Recentemente ho lavorato per comprendere quali siano oggi i significati e i risvolti del termine “secolarizzazione”. Per lungo tempo, la sociologia tradizionale ha considerato questo processo come inevitabile. Alcune caratteristiche della modernità – lo sviluppo economico, l’urbanizzazione, la mobilità in continuo aumento, il più alto livello culturale – erano viste come fattori che avrebbero provocato un inevitabile declino della credenza e della pratica religiosa. Era la famosa “tesi della secolarizzazione” e per lungo tempo ha dominato il pensiero nelle scienze sociali e negli studi storici.

Questa convinzione è stata scossa da recenti avvenimenti. La religione ha reagito alla modernizzazione, ha risposto alla sfida dimostrando la propria vitalità.

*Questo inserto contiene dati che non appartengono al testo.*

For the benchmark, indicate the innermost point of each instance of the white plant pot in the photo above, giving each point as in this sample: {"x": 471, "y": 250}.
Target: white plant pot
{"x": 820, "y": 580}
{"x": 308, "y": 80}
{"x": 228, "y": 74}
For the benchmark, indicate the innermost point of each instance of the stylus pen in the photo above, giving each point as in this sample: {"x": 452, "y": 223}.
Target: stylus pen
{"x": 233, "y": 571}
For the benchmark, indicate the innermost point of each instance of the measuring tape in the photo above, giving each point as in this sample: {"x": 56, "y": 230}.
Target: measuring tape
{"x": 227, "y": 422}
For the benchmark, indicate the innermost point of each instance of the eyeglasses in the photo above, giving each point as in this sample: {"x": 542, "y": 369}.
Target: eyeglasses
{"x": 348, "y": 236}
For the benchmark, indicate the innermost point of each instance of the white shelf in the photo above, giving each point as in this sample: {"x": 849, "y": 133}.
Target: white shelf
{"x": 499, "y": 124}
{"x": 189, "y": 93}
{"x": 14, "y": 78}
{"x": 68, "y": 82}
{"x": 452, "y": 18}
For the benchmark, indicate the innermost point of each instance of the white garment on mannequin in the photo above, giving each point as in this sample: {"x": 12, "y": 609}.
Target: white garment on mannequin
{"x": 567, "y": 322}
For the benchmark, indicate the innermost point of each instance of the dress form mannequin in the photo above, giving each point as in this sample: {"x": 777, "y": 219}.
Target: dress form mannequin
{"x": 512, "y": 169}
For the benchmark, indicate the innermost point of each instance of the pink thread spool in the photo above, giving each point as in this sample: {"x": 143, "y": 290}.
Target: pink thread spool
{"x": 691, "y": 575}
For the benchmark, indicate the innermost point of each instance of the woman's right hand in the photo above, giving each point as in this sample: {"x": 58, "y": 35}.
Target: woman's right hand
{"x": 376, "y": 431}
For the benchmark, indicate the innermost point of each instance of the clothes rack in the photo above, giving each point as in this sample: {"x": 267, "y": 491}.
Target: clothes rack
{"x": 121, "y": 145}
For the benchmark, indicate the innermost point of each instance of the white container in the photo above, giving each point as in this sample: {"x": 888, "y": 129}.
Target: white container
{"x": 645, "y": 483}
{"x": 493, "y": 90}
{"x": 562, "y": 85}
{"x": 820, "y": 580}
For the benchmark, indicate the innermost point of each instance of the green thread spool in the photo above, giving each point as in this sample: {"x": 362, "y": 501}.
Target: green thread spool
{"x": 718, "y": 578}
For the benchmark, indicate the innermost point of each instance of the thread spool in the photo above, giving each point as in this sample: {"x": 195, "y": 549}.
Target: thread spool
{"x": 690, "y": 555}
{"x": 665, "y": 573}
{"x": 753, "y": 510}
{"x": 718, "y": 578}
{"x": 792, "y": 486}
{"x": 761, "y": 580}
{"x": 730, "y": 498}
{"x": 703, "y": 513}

In qualche caso però la religione è diventata la base per una mobilitazione politica di tipo nazionalistico e il fenomeno è addirittura minaccioso, date le proporzioni assunte. È ora di conoscere a fondo questa dinamica, i benefici e i danni che comporta, vedere chiaro in un mondo che la vecchia struttura della teoria della secolarizzazione nasconde ancora alla vista. L’incapacità di scorgere la dimensione spirituale della vita umana ci rende incapaci di esplorare temi vitali. Ora si tratta di riportare la spiritualità al centro e in domini aperti in cui sono possibili scoperte decisive ed entusiasmanti.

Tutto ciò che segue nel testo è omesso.